Governing is messy, especially when one side frustrates everything. We all know about the American exit from Afghanistan to which President Trump committed us. Donald Trump has far more trust for rogues than is appropriate. All in all I have no problem with Nixon opening China -- but that was the one diplomatic achievement that he could make because everything went right. Of course, Donald Trump never had anyone like Henry Kissinger in his service, as Trump went through Secretaries of State like record labels go through garage bands. Joe Biden couldn't keep up the Trump work with several vile despots at once and did not try because President Biden would have gotten America and its allies burned. We are now stuck with the Taliban in Afghanistan, and mark my words: the US Armed Forces will be back in Afghanistan after some fresh outrage.
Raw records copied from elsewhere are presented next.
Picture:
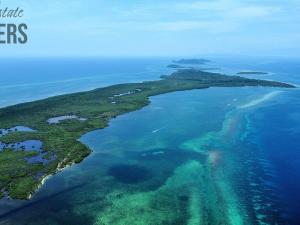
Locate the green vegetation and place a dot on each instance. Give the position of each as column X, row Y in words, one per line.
column 20, row 179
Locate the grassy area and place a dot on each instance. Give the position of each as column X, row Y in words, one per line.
column 19, row 178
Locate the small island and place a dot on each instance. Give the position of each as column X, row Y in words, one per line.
column 252, row 73
column 51, row 128
column 176, row 66
column 192, row 61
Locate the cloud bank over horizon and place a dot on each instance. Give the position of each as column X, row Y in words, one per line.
column 156, row 28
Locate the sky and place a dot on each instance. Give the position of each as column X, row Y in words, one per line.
column 132, row 28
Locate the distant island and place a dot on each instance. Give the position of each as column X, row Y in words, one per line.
column 251, row 72
column 175, row 66
column 191, row 61
column 41, row 138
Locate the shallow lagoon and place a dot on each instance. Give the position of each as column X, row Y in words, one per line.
column 188, row 158
column 203, row 172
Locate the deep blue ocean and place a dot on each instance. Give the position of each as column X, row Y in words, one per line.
column 246, row 142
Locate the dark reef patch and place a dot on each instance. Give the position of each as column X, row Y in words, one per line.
column 129, row 174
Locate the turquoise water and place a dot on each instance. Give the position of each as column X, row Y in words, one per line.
column 213, row 156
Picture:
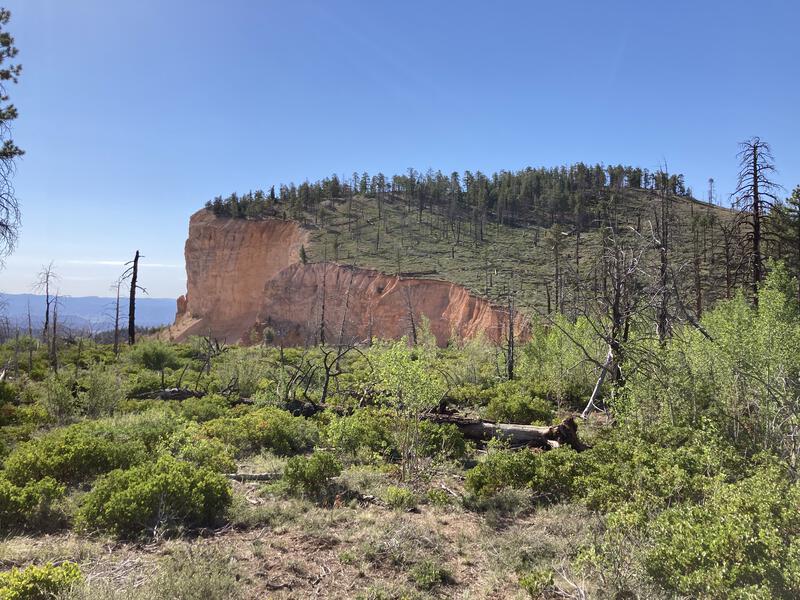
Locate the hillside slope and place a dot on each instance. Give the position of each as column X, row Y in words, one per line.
column 334, row 261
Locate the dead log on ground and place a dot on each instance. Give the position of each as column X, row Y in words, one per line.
column 170, row 394
column 565, row 433
column 253, row 476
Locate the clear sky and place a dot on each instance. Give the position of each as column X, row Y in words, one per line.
column 134, row 113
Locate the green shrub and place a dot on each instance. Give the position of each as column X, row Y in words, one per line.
column 155, row 356
column 647, row 475
column 511, row 404
column 38, row 583
column 444, row 441
column 141, row 383
column 400, row 498
column 102, row 392
column 191, row 445
column 310, row 476
column 743, row 541
column 204, row 409
column 438, row 497
column 80, row 452
column 155, row 496
column 30, row 505
column 265, row 428
column 71, row 455
column 429, row 574
column 55, row 394
column 551, row 475
column 537, row 583
column 367, row 432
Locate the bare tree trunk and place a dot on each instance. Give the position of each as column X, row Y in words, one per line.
column 510, row 354
column 410, row 309
column 757, row 268
column 596, row 391
column 53, row 341
column 116, row 321
column 132, row 301
column 31, row 341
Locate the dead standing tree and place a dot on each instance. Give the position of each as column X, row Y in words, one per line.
column 628, row 293
column 46, row 279
column 132, row 272
column 754, row 196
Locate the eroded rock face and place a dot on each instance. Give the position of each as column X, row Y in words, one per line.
column 244, row 276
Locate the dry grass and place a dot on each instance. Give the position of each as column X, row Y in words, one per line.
column 300, row 550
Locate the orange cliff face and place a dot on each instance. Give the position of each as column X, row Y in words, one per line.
column 244, row 276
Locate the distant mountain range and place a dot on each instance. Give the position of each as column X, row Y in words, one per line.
column 92, row 313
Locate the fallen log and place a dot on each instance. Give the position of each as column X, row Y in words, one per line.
column 170, row 394
column 565, row 433
column 253, row 476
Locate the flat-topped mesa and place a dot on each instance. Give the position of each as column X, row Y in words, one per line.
column 244, row 276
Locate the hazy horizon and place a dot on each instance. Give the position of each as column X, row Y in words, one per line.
column 133, row 114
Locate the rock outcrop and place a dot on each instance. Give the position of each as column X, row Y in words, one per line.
column 244, row 276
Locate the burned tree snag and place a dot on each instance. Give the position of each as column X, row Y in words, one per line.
column 132, row 301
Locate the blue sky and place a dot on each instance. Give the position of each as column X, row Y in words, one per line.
column 134, row 113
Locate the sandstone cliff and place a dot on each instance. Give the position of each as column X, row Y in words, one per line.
column 243, row 276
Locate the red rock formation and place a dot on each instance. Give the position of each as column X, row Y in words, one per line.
column 244, row 276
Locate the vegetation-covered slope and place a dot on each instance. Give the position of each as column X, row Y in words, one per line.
column 541, row 233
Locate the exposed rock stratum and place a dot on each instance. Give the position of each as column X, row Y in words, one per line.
column 246, row 275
America still has a divide between a plutocratic elite that has ideas from the middle ages but a love of modern technology in communications, military prowess, surveillance, and productivity... and people fully modern in their ways. That elite is little different in values from those of the tycoons in Weimar Germany. Basically,

He who owns the gold makes the rules.


That is a corollary of the neoliberal era that believed in keeping prices low by ensuring that the majority of people could not fully participate in the consumer society although they were obliged to work long hours just to survive. When we have mass death from a viral infection we have a sudden loss of hundreds of thousands of people from the workforce, then the assumptions that lead to price stability no longer apply.
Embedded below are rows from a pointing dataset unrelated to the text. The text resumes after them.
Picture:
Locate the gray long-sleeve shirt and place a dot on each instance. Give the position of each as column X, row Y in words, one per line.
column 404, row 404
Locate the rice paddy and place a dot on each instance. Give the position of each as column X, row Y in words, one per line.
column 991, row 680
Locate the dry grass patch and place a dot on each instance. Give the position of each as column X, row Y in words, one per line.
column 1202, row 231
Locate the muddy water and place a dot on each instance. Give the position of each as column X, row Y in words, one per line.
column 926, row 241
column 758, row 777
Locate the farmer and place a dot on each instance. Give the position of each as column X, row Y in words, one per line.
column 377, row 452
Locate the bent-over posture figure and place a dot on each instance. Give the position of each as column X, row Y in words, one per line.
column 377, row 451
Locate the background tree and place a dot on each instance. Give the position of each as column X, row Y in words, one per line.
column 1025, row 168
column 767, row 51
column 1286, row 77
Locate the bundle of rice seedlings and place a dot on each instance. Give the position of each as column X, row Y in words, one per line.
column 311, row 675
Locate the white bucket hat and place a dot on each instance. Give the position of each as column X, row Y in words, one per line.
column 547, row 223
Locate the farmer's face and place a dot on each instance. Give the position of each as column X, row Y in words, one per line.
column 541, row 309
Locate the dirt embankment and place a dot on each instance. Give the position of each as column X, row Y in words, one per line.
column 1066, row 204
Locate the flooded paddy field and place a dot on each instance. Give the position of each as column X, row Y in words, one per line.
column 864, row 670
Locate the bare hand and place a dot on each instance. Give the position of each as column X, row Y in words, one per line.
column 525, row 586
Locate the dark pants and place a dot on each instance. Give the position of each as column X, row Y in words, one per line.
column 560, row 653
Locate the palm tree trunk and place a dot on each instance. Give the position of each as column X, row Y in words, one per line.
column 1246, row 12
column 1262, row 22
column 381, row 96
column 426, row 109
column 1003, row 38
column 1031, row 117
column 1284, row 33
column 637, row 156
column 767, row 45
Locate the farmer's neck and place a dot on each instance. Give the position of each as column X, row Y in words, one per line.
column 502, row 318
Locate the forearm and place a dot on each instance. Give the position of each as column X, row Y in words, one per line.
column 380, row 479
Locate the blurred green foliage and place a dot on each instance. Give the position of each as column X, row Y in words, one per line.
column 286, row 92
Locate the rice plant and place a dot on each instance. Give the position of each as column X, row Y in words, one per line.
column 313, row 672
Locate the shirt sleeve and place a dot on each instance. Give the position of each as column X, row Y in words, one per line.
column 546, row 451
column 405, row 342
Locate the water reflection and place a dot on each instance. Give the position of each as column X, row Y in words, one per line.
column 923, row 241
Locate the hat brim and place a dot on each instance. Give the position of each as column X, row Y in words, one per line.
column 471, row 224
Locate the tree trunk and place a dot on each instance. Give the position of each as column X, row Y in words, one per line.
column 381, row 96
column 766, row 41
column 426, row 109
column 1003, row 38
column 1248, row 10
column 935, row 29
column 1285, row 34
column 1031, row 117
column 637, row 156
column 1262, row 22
But back to the polarization. We have two Parties refusing to let the other get away with what they want. We still have political gridlock. Worse, one side just showed its contempt for the niceties that make democracy possible. Can you still see the January Putsch as an honorable way in which to do politics? Is it up to the incumbent President to decide the results of an election are to go? We have laws to establish who wins and who loses. The same rules that decided that Donald Trump could be elected President with less than a plurality in 2016 determined that he would lose in 2020.

Let a few things go right for President Biden, and his approval ratings will rise. I know that you believe that he is freakishly incompetent just as I believed (with justification) that Donald Trump was not only inept at political give-and-take built into our system but perverse in his methods.  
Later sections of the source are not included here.